Patient satisfaction is an essential indicator utilized in assessing the quality of care within the healthcare system. Patient satisfaction and patient safety is a top priority to the healthcare teams. Considerably, many hospitals have focused on the improvement of patient outcomes and satisfaction. Hourly rounding has been one of the most effective initiatives in healthcare settings aimed at improving healthcare and promoting patient-centered communication between patients, staff, and their loved ones to facilitate better outcomes. This initiative has ensured that nurses have proactively attended to the patients’ needs at the scheduled intervals. Hourly rounding has been a significant element that improves patient safety and satisfaction within the hospital setting.
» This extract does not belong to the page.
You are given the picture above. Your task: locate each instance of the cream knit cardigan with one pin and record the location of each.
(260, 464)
Blakley, Kroth, and Gregson (2011) stated that nurse rounding offers the patients an opportunity to be engaged in their care, which makes them feel cared for. Blakley, Kroth, and Gregson (2011) reviewed a Gallup Corporation study that utilized a 4P rounding process. This study paid attention to positioning, potty, pain, and placement of personal items. The nurse’s hourly rounding assessed these particular needs, which showed a reduction in the number of times the patients rang the call bell. Therefore, the findings of this article shown that implementation of the intentional hourly rounding made significant differences in the patient’s perception of nursing as well as addressed the patient’s safety concerns.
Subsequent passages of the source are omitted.